Dass Kurt Haas in der Öffentlichkeit manchmal auch aggressiv wurde, lag an den Medikamenten, die er wegen seiner Krankheit nehmen sollte. Tat er das nicht, hatte das Auswirkungen auf sein Verhalten, erklärt der Betreuer. Doch diese Erkrankung war nicht der Grund für den Tod des Göppingers.

Auf Facebook erinnert eine Frau, dass „Kurti“ sich in letzter Zeit „abgemagert wie er war, kaum auf den Beinen halten konnte“. Tatsächlich ging es Kurt Haas körperlich schlecht, bestätigt John. Nachdem es für kurze Zeit nach einer Besserung aussah, riefen die Ärzte seinen Betreuer am Ende in die Klinik. Der Kreislauf versagte und er starb, ohne dass sich John von ihm verabschieden konnte.

Mit dem Tod endet Johns Funktion als Betreuer. Deswegen suchte er ebenfalls auf Facebook nach Verwandten von Kurt und fand tatsächlich einen Bruder und zwei Schwestern. Die Eltern seien bereits tot.

Die Verwandten kümmerten sich jetzt um die Beisetzung. Es sei gut möglich, dass Kurt Haas im Wangener Friedwald beigesetzt werde.

Der Mann, der sich selbst „die Kanone“ Gottes nannte, lebte zuletzt betreut im Christophsheim. Den Namen hatte sich der gläubige Mensch selbst gegeben, erzählt John. Kurt Haas sei oft in die Stadtkirche gekommen, hatte aber so seine Schwierigkeiten mit bestimmten Gebeten und wetterte schon mal gegen manche „fromme Sprüche“. Er habe eine ganz eigene, durchaus eigenwillige Sicht gehabt von Gott und der Welt, deswegen verkündete er das Evangelium nach seiner Interpretation. „Er hat nichts Böses gemacht“, findet John. Kurt Haas glaubte vielmehr daran, dass seine Engel ihn beschützen – auch dann, wenn er abends allein über die Jebenhäuser Brücke nach Hause ging. „Mir passiert nichts“, war sich Kurt sicher.

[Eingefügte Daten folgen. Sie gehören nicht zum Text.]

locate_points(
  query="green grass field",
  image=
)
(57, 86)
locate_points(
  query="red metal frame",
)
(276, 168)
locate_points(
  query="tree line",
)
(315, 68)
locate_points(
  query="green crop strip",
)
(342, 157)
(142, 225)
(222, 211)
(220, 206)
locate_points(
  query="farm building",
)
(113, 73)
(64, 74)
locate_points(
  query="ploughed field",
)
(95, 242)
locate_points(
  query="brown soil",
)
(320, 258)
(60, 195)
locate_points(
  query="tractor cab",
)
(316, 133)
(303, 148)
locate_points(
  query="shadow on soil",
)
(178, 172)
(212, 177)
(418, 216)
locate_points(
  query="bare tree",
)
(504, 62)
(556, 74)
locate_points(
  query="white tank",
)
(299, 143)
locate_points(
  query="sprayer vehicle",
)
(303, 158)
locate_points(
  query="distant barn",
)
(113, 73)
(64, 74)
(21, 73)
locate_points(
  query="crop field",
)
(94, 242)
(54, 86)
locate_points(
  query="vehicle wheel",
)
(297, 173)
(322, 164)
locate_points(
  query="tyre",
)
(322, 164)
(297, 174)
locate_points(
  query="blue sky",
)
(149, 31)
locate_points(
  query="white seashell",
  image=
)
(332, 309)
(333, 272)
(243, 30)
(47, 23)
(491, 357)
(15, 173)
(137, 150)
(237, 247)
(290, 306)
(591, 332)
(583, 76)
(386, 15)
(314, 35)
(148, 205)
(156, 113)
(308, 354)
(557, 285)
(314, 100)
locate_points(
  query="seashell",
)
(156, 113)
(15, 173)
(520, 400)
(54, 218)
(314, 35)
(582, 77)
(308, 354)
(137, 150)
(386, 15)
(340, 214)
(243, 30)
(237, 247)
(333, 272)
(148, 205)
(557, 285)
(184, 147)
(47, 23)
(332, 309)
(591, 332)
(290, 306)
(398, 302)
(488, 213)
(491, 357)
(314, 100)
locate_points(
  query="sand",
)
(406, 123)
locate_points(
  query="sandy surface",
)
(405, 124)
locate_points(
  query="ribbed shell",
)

Die Musik lag ihm Zeit seines Lebens sehr am Herzen. „Er war ein Musikliebhaber, hatte drei Stereoanlagen, die manchmal auch gleichzeitig liefen“, erzählt John. Musik war der ständige Begleiter von „Kurti“. Die Idee, mit dem Ghettoblaster durch die Stadt zu laufen, habe er sich von den Rappern abgeschaut. Dabei habe er ständig versucht, Menschen zum Mitsingen und Mittanzen zu bewegen – wollte sie an seiner Freude an der Musik teilhaben lassen. Da verwundert es nicht, dass „Kurti“ kein Konzert oder Musikveranstaltung in Göppingen auslassen wollte. Oft spielte er auch in Lokalen oder in der Fußgängerzone auf seiner Gitarre und sang dazu. So wird er auch nach seinem Tod wahrscheinlich vielen Menschen in Erinnerung bleiben – einfach deshalb, weil er ein bisschen anders war, als die meisten.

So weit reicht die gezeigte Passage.